- There are two primary types of individual retirement accounts, including traditional IRAs and Roth IRAs. These two types of accounts have some similarities, but also some significant differences. While both types of accounts provide certain tax advantages, Federal tax laws and IRS regulations only allow you to deduct contributions made to a traditional IRA. Contributions made to a Roth IRA are not tax deductible and must be made with after-tax dollars.
- Anyone who is under 70 1/2 years of age and who has earned income can contribute to a traditional IRA. If you are married and you file a joint income tax return, both you and your wife can have and contribute to separate traditional IRAs, even if only one of you has earned income. You can open a traditional IRA at any time during the year, and take a deduction for contributions made up until the time you file your federal income tax return, but no later than the due date, which is typically April 15 for the previous tax year. You can contribute to your IRA regardless of whether you are covered by a pension plan at work, although there may be some restrictions on your tax deductions.
- The deductible portion of your traditional IRA may be affected by your income if you or your spouse is covered by a pension plan at work. If you filed as single and your adjusted gross income exceeded $56,000, your deduction will be reduced or eliminated. If you were married and filed a joint return, your deduction would be reduced if your adjusted gross income exceeded $89,000. If you were married and filed a separate return, you would not be able to take a deduction if your adjusted gross income was $10,000 or more.

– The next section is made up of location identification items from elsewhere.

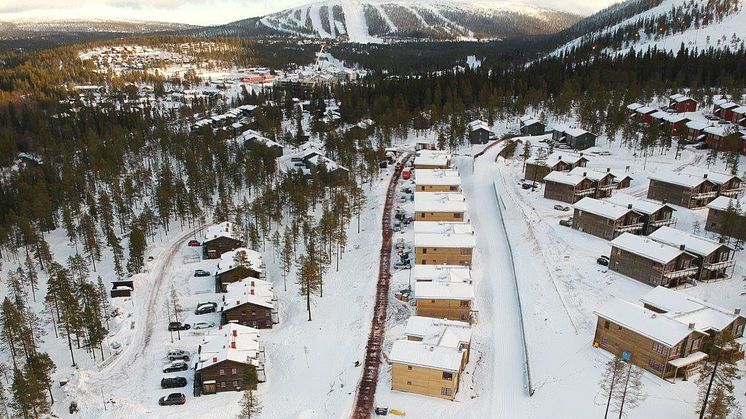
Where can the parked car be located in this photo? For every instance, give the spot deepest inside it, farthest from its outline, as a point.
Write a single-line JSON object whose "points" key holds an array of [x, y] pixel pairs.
{"points": [[204, 308], [176, 354], [176, 366], [174, 326], [172, 399], [203, 325], [173, 382]]}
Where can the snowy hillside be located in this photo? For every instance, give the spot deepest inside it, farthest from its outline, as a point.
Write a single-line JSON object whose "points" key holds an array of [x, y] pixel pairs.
{"points": [[662, 24], [375, 20]]}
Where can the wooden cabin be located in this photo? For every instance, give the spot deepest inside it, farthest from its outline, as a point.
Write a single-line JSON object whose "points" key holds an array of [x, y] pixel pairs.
{"points": [[427, 362], [651, 262], [726, 216], [528, 125], [681, 189], [443, 243], [479, 132], [439, 206], [663, 346], [565, 187], [714, 259], [219, 239], [717, 322], [447, 293], [605, 219], [431, 159], [238, 264], [654, 214], [250, 302], [537, 168], [437, 180], [225, 358], [682, 103]]}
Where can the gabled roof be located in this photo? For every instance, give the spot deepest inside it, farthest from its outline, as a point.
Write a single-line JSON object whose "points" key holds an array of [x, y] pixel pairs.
{"points": [[439, 202], [644, 206], [697, 245], [645, 322], [647, 248], [687, 309], [602, 208]]}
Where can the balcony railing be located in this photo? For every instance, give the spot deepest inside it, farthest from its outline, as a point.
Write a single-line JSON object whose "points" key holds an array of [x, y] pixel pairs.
{"points": [[682, 273], [716, 266], [630, 227]]}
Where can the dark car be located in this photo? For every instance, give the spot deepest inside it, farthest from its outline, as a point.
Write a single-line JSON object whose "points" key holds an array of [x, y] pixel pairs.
{"points": [[174, 326], [173, 382], [204, 308], [176, 366], [172, 399]]}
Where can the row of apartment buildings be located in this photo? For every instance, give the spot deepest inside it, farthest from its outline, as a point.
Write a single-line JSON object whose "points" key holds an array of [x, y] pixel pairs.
{"points": [[431, 357]]}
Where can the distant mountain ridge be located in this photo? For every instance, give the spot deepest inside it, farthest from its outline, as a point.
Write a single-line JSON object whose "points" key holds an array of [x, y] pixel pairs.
{"points": [[378, 20]]}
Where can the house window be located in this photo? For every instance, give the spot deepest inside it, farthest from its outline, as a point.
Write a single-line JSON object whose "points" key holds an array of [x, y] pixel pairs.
{"points": [[657, 347]]}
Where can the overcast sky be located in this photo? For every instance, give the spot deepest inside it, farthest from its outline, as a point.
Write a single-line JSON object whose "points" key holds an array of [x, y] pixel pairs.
{"points": [[201, 12]]}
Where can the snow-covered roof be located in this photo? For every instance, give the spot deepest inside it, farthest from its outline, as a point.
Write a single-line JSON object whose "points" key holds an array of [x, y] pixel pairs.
{"points": [[687, 309], [644, 322], [439, 202], [563, 178], [589, 173], [602, 208], [697, 245], [451, 273], [232, 342], [224, 229], [641, 205], [248, 290], [446, 177], [478, 125], [420, 354], [228, 260], [717, 178], [432, 158], [722, 203], [555, 158], [680, 179], [441, 332], [646, 248]]}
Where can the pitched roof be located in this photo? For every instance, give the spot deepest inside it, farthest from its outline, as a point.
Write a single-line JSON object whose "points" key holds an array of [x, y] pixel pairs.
{"points": [[602, 208], [645, 322], [697, 245], [646, 248]]}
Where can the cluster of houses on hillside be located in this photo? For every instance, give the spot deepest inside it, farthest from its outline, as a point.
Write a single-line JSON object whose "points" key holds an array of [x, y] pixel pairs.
{"points": [[724, 128], [431, 357], [248, 304], [669, 334]]}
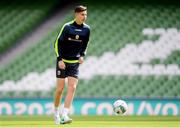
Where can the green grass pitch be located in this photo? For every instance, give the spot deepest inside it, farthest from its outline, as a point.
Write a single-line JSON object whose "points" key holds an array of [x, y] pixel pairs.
{"points": [[92, 122]]}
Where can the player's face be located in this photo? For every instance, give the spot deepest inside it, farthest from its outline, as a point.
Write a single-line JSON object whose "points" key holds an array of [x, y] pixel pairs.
{"points": [[81, 17]]}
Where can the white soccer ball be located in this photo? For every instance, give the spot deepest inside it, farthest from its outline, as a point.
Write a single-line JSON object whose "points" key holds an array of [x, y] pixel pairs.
{"points": [[120, 107]]}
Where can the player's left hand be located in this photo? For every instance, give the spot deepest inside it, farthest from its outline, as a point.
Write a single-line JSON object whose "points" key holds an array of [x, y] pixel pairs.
{"points": [[81, 60]]}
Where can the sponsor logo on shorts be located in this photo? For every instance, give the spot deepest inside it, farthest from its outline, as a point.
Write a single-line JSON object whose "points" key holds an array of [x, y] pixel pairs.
{"points": [[59, 72]]}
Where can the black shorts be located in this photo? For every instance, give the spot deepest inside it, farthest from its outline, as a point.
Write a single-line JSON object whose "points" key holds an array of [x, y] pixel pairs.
{"points": [[72, 69]]}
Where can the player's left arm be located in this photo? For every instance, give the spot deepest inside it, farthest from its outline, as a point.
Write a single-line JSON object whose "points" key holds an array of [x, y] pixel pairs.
{"points": [[85, 45]]}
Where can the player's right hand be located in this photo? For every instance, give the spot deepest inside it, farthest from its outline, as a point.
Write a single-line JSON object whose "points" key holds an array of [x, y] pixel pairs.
{"points": [[61, 64]]}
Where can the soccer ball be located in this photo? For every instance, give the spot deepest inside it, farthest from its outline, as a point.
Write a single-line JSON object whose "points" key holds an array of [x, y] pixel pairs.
{"points": [[120, 107]]}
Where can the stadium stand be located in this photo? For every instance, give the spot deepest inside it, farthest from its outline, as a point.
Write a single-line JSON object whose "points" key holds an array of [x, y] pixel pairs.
{"points": [[19, 18], [133, 52]]}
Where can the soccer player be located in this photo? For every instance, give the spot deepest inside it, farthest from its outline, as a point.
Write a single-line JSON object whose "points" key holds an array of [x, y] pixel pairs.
{"points": [[70, 48]]}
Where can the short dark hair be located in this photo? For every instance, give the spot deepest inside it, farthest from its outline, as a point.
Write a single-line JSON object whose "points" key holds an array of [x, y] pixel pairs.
{"points": [[80, 8]]}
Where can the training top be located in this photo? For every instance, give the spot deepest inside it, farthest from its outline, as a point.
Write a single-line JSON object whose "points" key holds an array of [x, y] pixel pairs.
{"points": [[72, 41]]}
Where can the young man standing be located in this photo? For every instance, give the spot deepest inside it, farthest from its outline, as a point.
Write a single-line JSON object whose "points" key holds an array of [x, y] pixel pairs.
{"points": [[70, 48]]}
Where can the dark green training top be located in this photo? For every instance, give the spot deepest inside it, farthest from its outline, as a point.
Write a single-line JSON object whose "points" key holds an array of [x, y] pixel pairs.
{"points": [[72, 41]]}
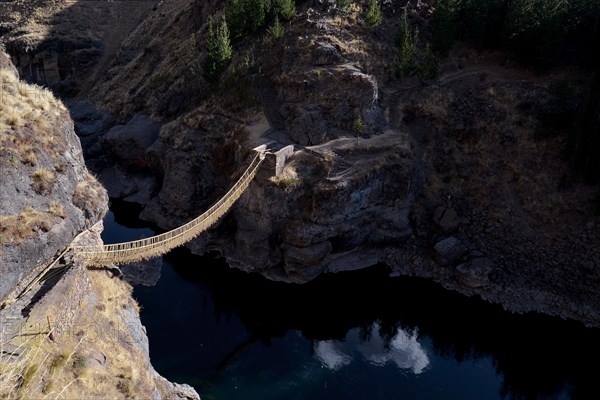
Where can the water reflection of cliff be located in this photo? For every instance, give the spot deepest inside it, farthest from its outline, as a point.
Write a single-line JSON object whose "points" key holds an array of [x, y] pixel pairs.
{"points": [[538, 357], [404, 350]]}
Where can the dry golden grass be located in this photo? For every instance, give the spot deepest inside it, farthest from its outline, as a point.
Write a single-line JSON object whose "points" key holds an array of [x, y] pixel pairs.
{"points": [[42, 181], [29, 223], [89, 194], [57, 210], [28, 120], [63, 368]]}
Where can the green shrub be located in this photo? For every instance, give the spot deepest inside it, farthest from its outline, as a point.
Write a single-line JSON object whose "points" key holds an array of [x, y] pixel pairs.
{"points": [[343, 5], [287, 9], [276, 31], [373, 16], [218, 49], [408, 43]]}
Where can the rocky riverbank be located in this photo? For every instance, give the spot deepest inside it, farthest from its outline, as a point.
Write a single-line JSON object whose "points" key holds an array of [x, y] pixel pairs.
{"points": [[448, 179], [71, 331]]}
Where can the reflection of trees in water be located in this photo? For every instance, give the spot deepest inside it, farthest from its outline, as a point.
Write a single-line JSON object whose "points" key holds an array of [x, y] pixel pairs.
{"points": [[537, 356]]}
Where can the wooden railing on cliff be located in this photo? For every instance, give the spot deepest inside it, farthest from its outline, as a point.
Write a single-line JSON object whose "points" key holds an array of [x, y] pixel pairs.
{"points": [[138, 250]]}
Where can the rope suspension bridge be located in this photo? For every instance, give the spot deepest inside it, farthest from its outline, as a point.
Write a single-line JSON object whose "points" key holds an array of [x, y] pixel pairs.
{"points": [[143, 249]]}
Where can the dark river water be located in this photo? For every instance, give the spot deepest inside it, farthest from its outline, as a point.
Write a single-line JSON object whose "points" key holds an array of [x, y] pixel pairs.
{"points": [[352, 336]]}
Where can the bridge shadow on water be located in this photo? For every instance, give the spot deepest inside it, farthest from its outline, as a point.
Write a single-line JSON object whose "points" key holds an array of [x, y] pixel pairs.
{"points": [[202, 317], [537, 356]]}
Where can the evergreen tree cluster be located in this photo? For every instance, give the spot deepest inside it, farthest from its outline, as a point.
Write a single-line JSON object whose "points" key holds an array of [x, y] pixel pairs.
{"points": [[248, 16], [412, 58], [218, 50], [537, 31]]}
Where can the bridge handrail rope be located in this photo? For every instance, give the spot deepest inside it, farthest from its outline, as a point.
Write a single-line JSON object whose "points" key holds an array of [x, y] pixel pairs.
{"points": [[138, 250]]}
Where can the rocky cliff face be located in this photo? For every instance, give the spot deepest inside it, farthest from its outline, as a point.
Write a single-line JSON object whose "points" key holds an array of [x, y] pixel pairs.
{"points": [[83, 335], [445, 179], [46, 193]]}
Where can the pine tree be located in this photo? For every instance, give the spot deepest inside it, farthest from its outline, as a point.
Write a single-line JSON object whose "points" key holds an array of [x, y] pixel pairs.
{"points": [[373, 16], [344, 5], [236, 18], [276, 31], [287, 9], [219, 51], [255, 14]]}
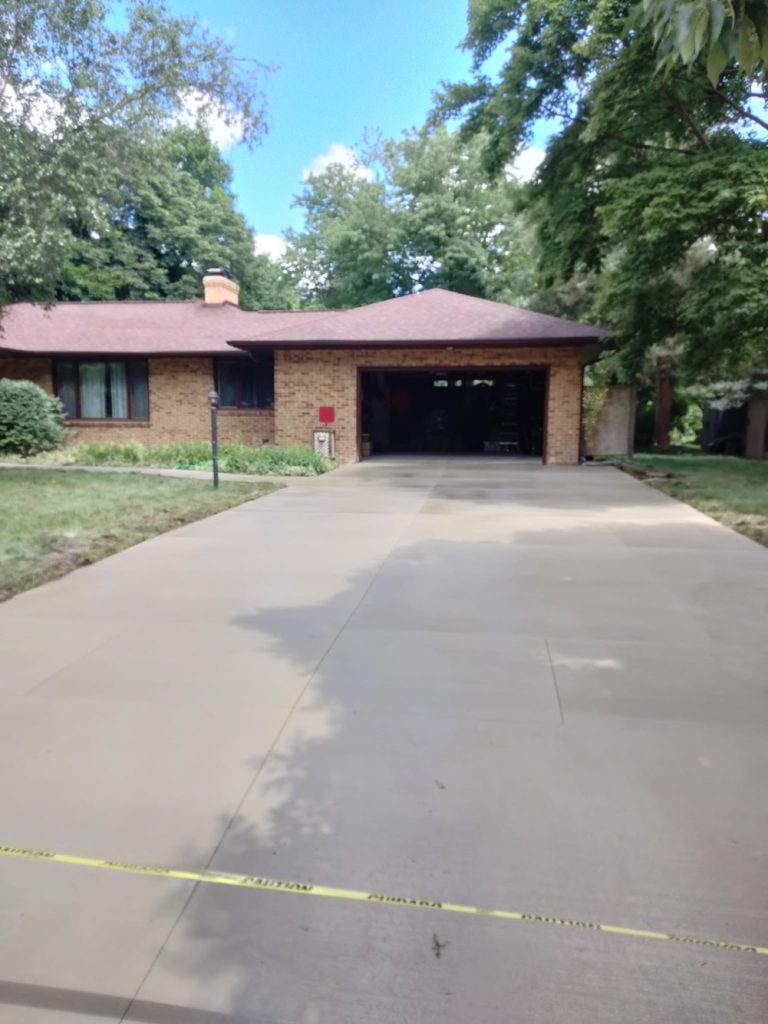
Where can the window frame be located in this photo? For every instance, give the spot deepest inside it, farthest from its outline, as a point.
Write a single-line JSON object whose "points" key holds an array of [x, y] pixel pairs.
{"points": [[127, 361], [242, 364]]}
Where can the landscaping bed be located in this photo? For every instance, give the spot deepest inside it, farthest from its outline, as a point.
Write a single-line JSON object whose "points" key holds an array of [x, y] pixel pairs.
{"points": [[264, 460], [52, 522], [732, 491]]}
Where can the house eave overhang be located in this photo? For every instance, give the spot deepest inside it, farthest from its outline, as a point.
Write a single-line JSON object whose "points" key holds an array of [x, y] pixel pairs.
{"points": [[443, 343]]}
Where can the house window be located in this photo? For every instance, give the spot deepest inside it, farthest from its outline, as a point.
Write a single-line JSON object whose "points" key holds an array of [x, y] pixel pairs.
{"points": [[246, 383], [95, 389]]}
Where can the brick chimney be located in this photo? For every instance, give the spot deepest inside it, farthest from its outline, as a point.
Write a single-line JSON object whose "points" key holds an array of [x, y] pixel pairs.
{"points": [[219, 288]]}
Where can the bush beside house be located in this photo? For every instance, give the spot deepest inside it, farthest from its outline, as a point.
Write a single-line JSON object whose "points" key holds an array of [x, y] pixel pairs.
{"points": [[31, 420]]}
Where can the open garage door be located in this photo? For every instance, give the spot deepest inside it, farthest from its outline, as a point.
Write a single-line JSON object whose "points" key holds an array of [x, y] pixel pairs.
{"points": [[459, 412]]}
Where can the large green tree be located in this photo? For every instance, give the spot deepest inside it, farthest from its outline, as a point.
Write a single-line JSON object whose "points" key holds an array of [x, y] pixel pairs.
{"points": [[651, 203], [154, 230], [83, 85], [346, 253], [433, 217]]}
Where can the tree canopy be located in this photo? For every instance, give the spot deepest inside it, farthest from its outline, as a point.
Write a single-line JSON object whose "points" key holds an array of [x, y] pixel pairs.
{"points": [[431, 216], [156, 227], [84, 84], [651, 206]]}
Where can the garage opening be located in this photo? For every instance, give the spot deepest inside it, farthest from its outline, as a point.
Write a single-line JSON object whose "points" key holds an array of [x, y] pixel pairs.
{"points": [[463, 412]]}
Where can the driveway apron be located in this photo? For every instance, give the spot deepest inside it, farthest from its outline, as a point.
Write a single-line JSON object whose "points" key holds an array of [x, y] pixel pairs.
{"points": [[479, 681]]}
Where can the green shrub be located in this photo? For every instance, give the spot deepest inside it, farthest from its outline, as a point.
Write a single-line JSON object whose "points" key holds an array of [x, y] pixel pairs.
{"points": [[264, 460], [109, 454], [31, 420], [179, 455]]}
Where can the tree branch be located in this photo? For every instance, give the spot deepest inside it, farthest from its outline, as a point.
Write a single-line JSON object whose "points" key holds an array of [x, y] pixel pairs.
{"points": [[685, 115]]}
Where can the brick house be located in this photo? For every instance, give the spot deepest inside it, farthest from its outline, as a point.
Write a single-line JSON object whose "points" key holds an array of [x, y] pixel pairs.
{"points": [[430, 372]]}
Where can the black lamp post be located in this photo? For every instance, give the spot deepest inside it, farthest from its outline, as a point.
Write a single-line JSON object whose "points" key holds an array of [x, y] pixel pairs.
{"points": [[213, 398]]}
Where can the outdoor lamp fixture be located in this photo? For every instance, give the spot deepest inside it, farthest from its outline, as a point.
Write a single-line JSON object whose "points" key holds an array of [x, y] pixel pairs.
{"points": [[213, 399]]}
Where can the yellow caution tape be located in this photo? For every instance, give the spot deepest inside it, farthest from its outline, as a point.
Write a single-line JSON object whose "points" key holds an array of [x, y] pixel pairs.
{"points": [[309, 889]]}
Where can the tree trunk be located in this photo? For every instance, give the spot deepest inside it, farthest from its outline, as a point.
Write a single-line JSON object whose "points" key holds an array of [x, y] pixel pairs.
{"points": [[665, 394]]}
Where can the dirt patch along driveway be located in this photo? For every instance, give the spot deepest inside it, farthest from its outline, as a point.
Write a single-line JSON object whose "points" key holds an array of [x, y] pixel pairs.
{"points": [[476, 681]]}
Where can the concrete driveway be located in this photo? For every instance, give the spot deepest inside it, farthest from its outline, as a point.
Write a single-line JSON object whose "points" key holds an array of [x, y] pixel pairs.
{"points": [[475, 681]]}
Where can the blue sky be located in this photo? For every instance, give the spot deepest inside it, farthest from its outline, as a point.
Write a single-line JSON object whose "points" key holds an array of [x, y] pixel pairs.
{"points": [[341, 68]]}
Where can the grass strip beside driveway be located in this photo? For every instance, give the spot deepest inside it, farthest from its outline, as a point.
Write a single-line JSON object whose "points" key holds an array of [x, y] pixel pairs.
{"points": [[732, 491], [52, 522]]}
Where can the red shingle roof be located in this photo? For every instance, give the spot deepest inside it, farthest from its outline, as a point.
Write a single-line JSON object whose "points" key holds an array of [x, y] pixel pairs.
{"points": [[431, 317], [135, 328]]}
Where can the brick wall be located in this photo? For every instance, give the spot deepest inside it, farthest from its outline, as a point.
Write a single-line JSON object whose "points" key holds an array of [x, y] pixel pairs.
{"points": [[306, 379], [178, 406]]}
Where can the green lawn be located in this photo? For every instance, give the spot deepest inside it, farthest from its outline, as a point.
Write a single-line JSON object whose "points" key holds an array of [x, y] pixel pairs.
{"points": [[733, 491], [52, 521]]}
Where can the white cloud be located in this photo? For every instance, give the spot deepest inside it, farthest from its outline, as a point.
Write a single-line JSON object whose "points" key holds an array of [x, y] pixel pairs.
{"points": [[525, 164], [272, 246], [224, 127], [337, 153]]}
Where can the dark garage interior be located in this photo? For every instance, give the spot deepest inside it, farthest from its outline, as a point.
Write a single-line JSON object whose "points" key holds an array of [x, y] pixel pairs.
{"points": [[463, 412]]}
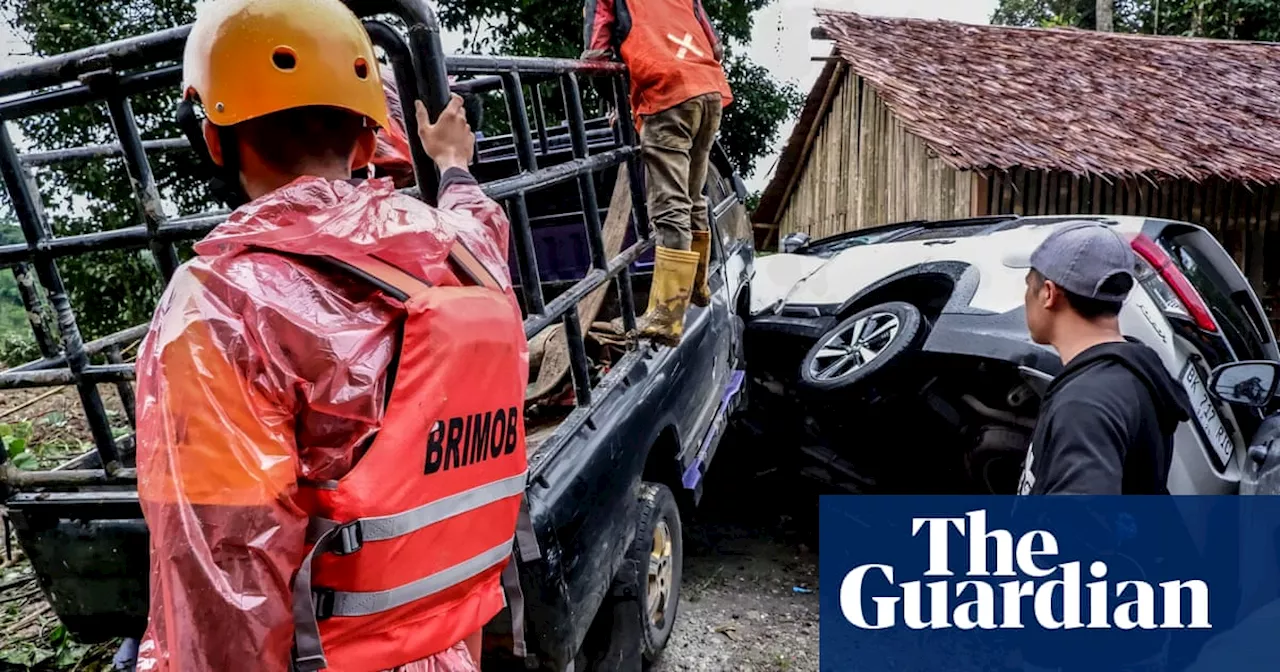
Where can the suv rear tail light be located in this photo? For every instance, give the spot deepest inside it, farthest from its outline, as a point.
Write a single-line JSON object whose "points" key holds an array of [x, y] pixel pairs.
{"points": [[1166, 284]]}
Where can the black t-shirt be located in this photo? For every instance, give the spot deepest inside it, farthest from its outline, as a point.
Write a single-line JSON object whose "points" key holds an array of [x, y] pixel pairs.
{"points": [[1106, 425]]}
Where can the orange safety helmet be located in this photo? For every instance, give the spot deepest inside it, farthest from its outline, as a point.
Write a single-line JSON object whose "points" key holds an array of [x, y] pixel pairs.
{"points": [[251, 58]]}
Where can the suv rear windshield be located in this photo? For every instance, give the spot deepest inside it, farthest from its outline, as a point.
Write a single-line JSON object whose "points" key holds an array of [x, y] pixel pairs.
{"points": [[827, 247], [1230, 300]]}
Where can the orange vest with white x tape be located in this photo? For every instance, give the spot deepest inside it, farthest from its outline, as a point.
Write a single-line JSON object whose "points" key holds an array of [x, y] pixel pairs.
{"points": [[668, 54], [408, 547]]}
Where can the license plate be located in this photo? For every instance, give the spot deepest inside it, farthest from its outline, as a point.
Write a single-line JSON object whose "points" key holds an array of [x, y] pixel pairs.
{"points": [[1206, 415]]}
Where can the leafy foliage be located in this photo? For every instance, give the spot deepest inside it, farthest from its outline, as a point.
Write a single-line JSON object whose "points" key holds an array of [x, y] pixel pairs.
{"points": [[112, 291], [109, 291], [1229, 19]]}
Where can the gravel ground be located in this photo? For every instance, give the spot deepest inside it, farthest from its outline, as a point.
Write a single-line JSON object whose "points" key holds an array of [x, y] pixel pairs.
{"points": [[748, 551]]}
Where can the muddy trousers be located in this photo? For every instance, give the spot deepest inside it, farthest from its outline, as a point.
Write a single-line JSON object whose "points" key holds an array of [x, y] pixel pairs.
{"points": [[677, 144]]}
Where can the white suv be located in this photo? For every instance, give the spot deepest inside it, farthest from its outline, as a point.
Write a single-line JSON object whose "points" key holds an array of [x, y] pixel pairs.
{"points": [[915, 333]]}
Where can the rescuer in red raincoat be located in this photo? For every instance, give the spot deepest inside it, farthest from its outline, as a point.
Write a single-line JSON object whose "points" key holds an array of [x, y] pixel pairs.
{"points": [[677, 92], [264, 378]]}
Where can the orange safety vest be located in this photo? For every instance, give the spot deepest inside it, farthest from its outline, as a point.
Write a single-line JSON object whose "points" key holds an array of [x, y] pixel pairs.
{"points": [[668, 55], [408, 547]]}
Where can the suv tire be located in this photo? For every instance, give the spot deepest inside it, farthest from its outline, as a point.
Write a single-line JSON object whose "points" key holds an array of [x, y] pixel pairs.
{"points": [[657, 554], [863, 344]]}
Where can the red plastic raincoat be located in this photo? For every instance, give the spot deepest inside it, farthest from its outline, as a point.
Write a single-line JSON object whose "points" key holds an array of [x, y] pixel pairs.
{"points": [[392, 156], [263, 370]]}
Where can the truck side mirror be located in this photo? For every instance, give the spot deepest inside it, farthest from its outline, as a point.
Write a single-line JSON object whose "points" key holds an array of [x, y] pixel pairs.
{"points": [[794, 241], [1251, 383]]}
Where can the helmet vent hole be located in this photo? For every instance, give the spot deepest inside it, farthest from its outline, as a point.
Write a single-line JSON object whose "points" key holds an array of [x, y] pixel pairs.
{"points": [[284, 59]]}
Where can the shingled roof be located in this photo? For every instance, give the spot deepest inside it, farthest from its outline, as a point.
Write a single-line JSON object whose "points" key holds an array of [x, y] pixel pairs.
{"points": [[1078, 101]]}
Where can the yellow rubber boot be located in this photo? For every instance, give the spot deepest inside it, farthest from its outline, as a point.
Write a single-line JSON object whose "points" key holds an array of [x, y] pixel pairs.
{"points": [[668, 296], [702, 245]]}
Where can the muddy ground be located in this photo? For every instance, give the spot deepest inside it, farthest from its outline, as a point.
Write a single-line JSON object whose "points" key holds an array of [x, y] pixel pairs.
{"points": [[750, 575], [750, 583]]}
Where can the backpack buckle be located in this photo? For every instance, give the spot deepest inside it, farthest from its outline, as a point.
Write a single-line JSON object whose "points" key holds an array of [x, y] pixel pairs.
{"points": [[347, 539], [323, 600]]}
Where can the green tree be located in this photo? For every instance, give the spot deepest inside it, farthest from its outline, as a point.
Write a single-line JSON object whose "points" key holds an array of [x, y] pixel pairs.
{"points": [[1226, 19], [109, 291]]}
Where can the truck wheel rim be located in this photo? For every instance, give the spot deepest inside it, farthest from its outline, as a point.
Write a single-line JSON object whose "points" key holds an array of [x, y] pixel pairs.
{"points": [[855, 346], [659, 574]]}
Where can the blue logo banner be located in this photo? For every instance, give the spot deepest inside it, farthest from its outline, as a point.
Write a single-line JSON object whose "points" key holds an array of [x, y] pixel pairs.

- The IRS does not stipulate a difference between employees who were covered by a pension plan for the entire year or a part of the year. The IRS considers you to have been covered by a pension plan if either you or your employer contributed to your account at any time during the year. The IRS considers you to have been covered by a pension plan if you are eligible to contribute to a 401(k), even if you do not contribute to it. If you meet the age and service requirements to participate in a pension plan offered by your employer, the IRS considers you covered by that plan, whether or not your have worked long enough to become vested in the plan. The IRS notes that employers typically check the Retirement Plan box on your W-2 to indicate that you were covered by a pension plan.